I was 9 months pregnant when New York State became one of just four U.S. states to enact a paid family leave policy. The policy provides pay while out of the office and job security upon return to families who need to take time away during the military deployment of a family member. Perhaps more typically, it also provides the same benefits to parents with a new child and to those with a seriously ill family member; immediately upon his birth, not 3 weeks after the policy went into effect, my son made me both.
The situation started out nearly terminally bad, but trended eventually toward normal: After living with him in a children’s hospital for 3.5 months, mostly in the ICU, my husband and I brought our son home. Six months after he was born, I went back to work.
Our family’s story is unusual in several ways. It’s rare—thankfully—for a newborn to need such intensive care for such a long time, so long that the new state policy provided pay during only about half the time I spent living in a pediatric hospital in another state with my tiny, struggling, and ultimately healing baby. Not until 2021 will New York’s period of compensation extend to 12 weeks, which would have come near covering the length of his hospital stay.
But Policy Research Associates, Inc. (PRA), where I work, is a highly unusual employer. Late in 2017, before New York’s law went into effect, PRA’s leadership took a look at the policy as it would stand in 2021 and said, as they put it, why wait, and enacted the far more generous policy 3 years early. A lot changed over the first 4 months of my son’s life, but between the current state policy, PRA’s openhanded expansion on it, and saved vacation hours, my income wasn’t one of them.

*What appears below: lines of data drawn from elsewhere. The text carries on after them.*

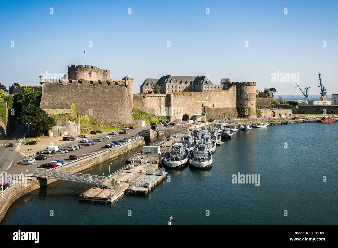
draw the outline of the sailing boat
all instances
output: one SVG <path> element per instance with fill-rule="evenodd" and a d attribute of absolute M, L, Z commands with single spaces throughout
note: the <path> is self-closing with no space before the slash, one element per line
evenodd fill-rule
<path fill-rule="evenodd" d="M 264 113 L 263 113 L 263 123 L 261 122 L 257 122 L 257 125 L 256 126 L 254 126 L 255 127 L 266 127 L 268 125 L 270 125 L 269 123 L 265 123 L 264 124 Z"/>

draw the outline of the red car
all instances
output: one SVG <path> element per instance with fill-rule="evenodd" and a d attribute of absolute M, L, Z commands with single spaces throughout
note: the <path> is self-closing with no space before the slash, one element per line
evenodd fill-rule
<path fill-rule="evenodd" d="M 71 160 L 77 160 L 80 159 L 80 157 L 76 155 L 70 155 L 68 159 Z"/>

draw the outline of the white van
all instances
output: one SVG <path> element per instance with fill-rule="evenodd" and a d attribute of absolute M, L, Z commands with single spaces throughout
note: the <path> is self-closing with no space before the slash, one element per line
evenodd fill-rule
<path fill-rule="evenodd" d="M 46 150 L 51 150 L 52 152 L 57 151 L 59 150 L 59 147 L 57 146 L 48 146 L 46 148 Z"/>

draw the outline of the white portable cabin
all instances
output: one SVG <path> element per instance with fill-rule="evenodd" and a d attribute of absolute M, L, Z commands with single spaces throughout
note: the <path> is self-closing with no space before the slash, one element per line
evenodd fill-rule
<path fill-rule="evenodd" d="M 161 147 L 156 146 L 145 146 L 143 147 L 143 154 L 160 154 Z"/>

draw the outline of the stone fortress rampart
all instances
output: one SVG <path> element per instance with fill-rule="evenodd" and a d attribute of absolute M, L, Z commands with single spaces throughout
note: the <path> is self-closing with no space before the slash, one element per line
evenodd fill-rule
<path fill-rule="evenodd" d="M 67 79 L 45 79 L 40 74 L 41 108 L 68 109 L 72 102 L 76 112 L 91 119 L 134 123 L 133 77 L 112 80 L 109 70 L 82 65 L 69 66 L 67 74 Z"/>

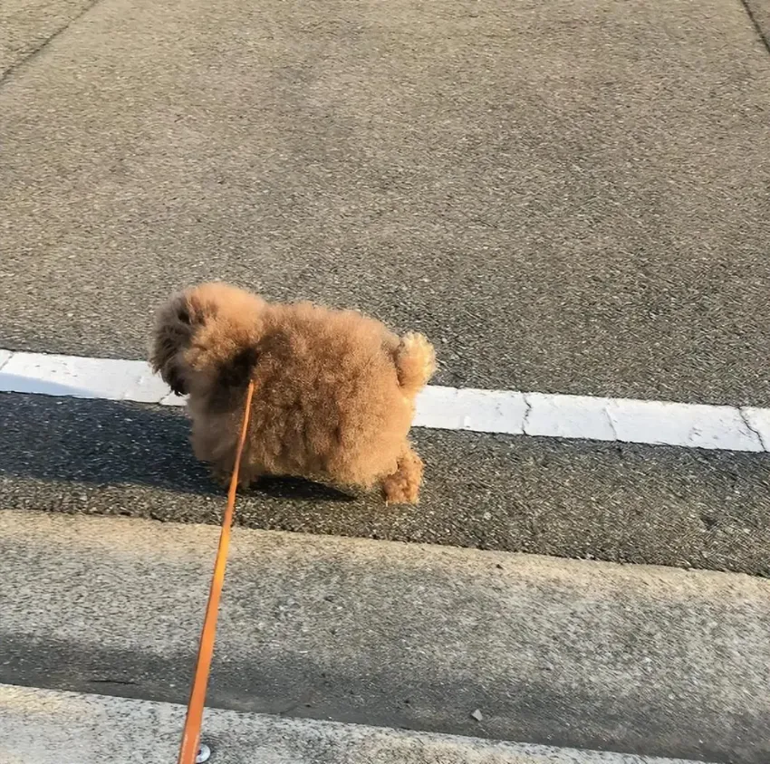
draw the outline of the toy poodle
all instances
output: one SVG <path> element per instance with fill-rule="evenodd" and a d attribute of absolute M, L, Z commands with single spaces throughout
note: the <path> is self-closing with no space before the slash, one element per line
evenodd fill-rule
<path fill-rule="evenodd" d="M 417 503 L 423 464 L 408 439 L 415 397 L 436 369 L 421 334 L 309 302 L 267 302 L 224 283 L 173 296 L 158 312 L 150 362 L 188 395 L 196 456 L 226 482 L 249 380 L 240 483 L 260 475 L 379 486 Z"/>

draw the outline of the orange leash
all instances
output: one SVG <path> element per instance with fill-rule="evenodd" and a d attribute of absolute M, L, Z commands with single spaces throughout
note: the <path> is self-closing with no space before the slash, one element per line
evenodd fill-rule
<path fill-rule="evenodd" d="M 185 730 L 182 733 L 182 744 L 179 747 L 178 764 L 195 764 L 200 744 L 200 727 L 203 722 L 203 706 L 206 702 L 206 687 L 208 684 L 208 673 L 211 670 L 211 657 L 214 654 L 214 640 L 217 636 L 217 618 L 219 616 L 219 600 L 222 597 L 222 585 L 225 583 L 225 568 L 227 565 L 227 551 L 230 547 L 230 527 L 236 508 L 236 492 L 238 488 L 238 470 L 248 430 L 248 419 L 251 413 L 251 399 L 254 396 L 254 382 L 249 382 L 246 391 L 246 402 L 244 408 L 241 435 L 236 452 L 236 463 L 233 476 L 230 478 L 230 490 L 227 492 L 227 507 L 222 518 L 222 531 L 219 534 L 219 548 L 214 563 L 214 576 L 208 592 L 208 604 L 206 606 L 206 617 L 200 644 L 197 649 L 197 663 L 195 667 L 190 702 L 188 704 L 188 715 L 185 719 Z"/>

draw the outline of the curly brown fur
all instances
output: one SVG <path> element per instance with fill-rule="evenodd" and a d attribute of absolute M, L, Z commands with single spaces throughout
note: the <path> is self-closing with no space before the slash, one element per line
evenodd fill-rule
<path fill-rule="evenodd" d="M 243 485 L 294 475 L 418 501 L 422 462 L 408 435 L 415 396 L 436 368 L 421 334 L 399 338 L 361 313 L 209 283 L 160 308 L 150 362 L 189 396 L 195 454 L 220 478 L 233 469 L 253 379 Z"/>

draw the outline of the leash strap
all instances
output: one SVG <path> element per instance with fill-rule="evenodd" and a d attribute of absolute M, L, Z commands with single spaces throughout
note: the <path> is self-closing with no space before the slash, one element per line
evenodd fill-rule
<path fill-rule="evenodd" d="M 238 488 L 238 471 L 241 466 L 241 457 L 244 453 L 248 420 L 251 413 L 251 401 L 254 396 L 254 382 L 249 382 L 246 391 L 246 401 L 244 407 L 241 434 L 238 438 L 238 448 L 236 452 L 236 463 L 233 475 L 230 478 L 230 489 L 227 492 L 227 506 L 222 518 L 222 530 L 219 534 L 219 548 L 214 562 L 214 576 L 211 578 L 211 588 L 208 592 L 208 603 L 206 606 L 206 617 L 203 621 L 203 630 L 200 634 L 200 643 L 197 648 L 197 662 L 195 667 L 190 700 L 188 704 L 188 715 L 185 719 L 185 729 L 182 732 L 182 743 L 179 747 L 178 764 L 195 764 L 200 744 L 200 727 L 203 722 L 203 707 L 206 702 L 206 688 L 208 684 L 208 674 L 211 670 L 211 657 L 214 654 L 214 640 L 217 636 L 217 619 L 219 616 L 219 600 L 222 597 L 222 586 L 225 583 L 225 568 L 227 565 L 227 552 L 230 548 L 230 529 L 236 508 L 236 492 Z"/>

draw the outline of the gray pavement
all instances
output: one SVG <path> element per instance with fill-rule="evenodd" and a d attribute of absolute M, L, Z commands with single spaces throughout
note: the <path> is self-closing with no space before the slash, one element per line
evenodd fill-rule
<path fill-rule="evenodd" d="M 170 703 L 0 685 L 0 760 L 168 764 L 184 718 Z M 207 711 L 204 730 L 211 764 L 688 764 L 221 709 Z"/>
<path fill-rule="evenodd" d="M 0 346 L 223 278 L 448 384 L 766 406 L 768 120 L 737 2 L 101 0 L 0 88 Z"/>
<path fill-rule="evenodd" d="M 94 0 L 3 0 L 0 82 L 64 32 Z"/>
<path fill-rule="evenodd" d="M 217 539 L 0 512 L 0 683 L 186 702 Z M 737 574 L 237 529 L 207 702 L 766 764 L 768 612 Z"/>
<path fill-rule="evenodd" d="M 0 395 L 0 506 L 218 522 L 178 409 Z M 770 576 L 770 456 L 416 430 L 418 507 L 296 481 L 238 500 L 264 529 Z"/>

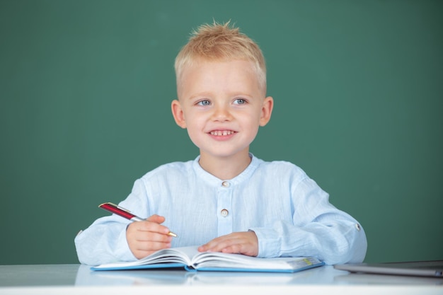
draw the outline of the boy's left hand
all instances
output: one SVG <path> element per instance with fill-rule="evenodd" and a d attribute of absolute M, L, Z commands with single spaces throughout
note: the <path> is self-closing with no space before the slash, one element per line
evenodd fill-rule
<path fill-rule="evenodd" d="M 258 239 L 253 231 L 241 231 L 222 236 L 198 248 L 200 252 L 222 252 L 248 256 L 258 255 Z"/>

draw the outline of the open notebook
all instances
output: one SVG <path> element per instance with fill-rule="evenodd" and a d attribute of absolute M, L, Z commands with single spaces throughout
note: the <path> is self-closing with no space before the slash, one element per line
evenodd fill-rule
<path fill-rule="evenodd" d="M 259 258 L 219 252 L 200 253 L 197 246 L 160 250 L 143 259 L 101 265 L 93 270 L 184 268 L 189 271 L 296 272 L 324 265 L 312 257 Z"/>

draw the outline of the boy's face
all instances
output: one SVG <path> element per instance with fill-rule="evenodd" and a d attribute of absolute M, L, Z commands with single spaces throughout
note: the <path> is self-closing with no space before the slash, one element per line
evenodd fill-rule
<path fill-rule="evenodd" d="M 177 124 L 188 129 L 203 156 L 248 154 L 260 126 L 273 106 L 265 98 L 251 62 L 200 62 L 185 69 L 172 103 Z"/>

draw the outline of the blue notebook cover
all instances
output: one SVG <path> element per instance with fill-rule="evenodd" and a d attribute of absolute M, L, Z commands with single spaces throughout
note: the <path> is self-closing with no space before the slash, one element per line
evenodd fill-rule
<path fill-rule="evenodd" d="M 143 259 L 92 267 L 93 270 L 183 268 L 188 271 L 297 272 L 324 265 L 312 257 L 260 258 L 241 254 L 200 253 L 196 246 L 163 249 Z"/>

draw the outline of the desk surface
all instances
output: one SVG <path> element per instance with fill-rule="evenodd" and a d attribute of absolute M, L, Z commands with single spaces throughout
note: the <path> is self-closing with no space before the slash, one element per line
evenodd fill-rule
<path fill-rule="evenodd" d="M 351 274 L 324 266 L 294 274 L 125 270 L 81 265 L 0 265 L 0 294 L 443 294 L 443 279 Z M 147 293 L 147 292 L 149 293 Z"/>

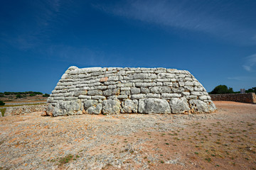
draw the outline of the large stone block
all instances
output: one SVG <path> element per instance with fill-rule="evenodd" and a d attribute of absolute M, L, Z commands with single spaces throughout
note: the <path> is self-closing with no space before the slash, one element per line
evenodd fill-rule
<path fill-rule="evenodd" d="M 138 101 L 127 99 L 122 102 L 121 113 L 137 113 Z"/>
<path fill-rule="evenodd" d="M 139 100 L 138 111 L 141 113 L 171 113 L 171 108 L 164 99 L 142 98 Z"/>
<path fill-rule="evenodd" d="M 120 113 L 120 101 L 118 99 L 107 99 L 102 102 L 103 114 L 117 114 Z"/>

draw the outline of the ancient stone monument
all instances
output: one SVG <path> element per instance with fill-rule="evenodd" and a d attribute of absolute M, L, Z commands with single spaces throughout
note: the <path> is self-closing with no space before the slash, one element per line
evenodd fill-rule
<path fill-rule="evenodd" d="M 48 98 L 46 114 L 197 113 L 215 110 L 206 89 L 188 71 L 72 66 Z"/>

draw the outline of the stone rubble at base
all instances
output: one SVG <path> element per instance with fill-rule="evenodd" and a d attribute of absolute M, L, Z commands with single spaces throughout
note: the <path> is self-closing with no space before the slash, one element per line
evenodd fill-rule
<path fill-rule="evenodd" d="M 68 69 L 45 115 L 197 113 L 217 108 L 188 71 L 166 68 Z"/>

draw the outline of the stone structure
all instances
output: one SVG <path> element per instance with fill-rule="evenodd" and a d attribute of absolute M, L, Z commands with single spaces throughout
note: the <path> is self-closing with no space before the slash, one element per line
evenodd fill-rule
<path fill-rule="evenodd" d="M 196 113 L 216 107 L 195 77 L 165 68 L 72 66 L 48 98 L 46 114 Z"/>
<path fill-rule="evenodd" d="M 242 103 L 256 103 L 255 93 L 210 94 L 213 101 L 230 101 Z"/>

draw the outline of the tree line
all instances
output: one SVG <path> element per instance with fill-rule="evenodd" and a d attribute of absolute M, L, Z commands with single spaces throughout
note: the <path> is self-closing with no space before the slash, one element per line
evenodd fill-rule
<path fill-rule="evenodd" d="M 214 89 L 210 91 L 210 94 L 240 94 L 240 91 L 234 91 L 233 88 L 228 88 L 225 85 L 219 85 L 215 86 Z M 256 87 L 252 87 L 247 90 L 245 90 L 245 93 L 255 93 Z"/>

I’m leaving all of the heartache out of this story because heartache has gotten more than its fair share of my time this year. To say the very least, the first of my son’s life were difficult days, ones that couldn’t really be made easier by outside forces but could be made less hard. New York’s family leave policy made it less hard, PRA’s family leave policy made it less hard, and the compassionate consideration of my colleagues made it less hard still. That PRA showered my little family with tokens of care and small comforts throughout my leave was the least of its kindnesses. After we learned that my son would remain fragile for longer than anticipated, I asked to extend my leave to 6 months and was allowed to do so, despite the inconvenience to the company and the truly heroic level of work my absence entailed for my closest coworker, Holley, whose support of my leave throughout was first and always firm. After half a year away, I was welcomed back to the office with personal warmth, professional respect, and a breakfast of scones and fresh fruit.
Not every company can do all of this for every employee. But in only four states is it a matter of law that, while families are facing some of life’s greatest challenges, employers do what they can.
When it was unclear whether in a few months I would still be someone’s mother, I didn’t have the emotional bandwidth to also wonder whether or not I would still have a job, or be able to pay the bills. And in my case, I didn’t have to.
Today in America this means being lucky. Most don’t have access to this extraordinary safety net. But everyone should, and whoever you are, you can be part of making that happen. Whether you’re a community member who can speak out for working families, a colleague who can extend a caring hand, an employer who can choose generosity, or a policymaker who can fight for the kind of family leave offered by every other advanced economy in the world, we can all help make extraordinary support ordinary for families who need it most.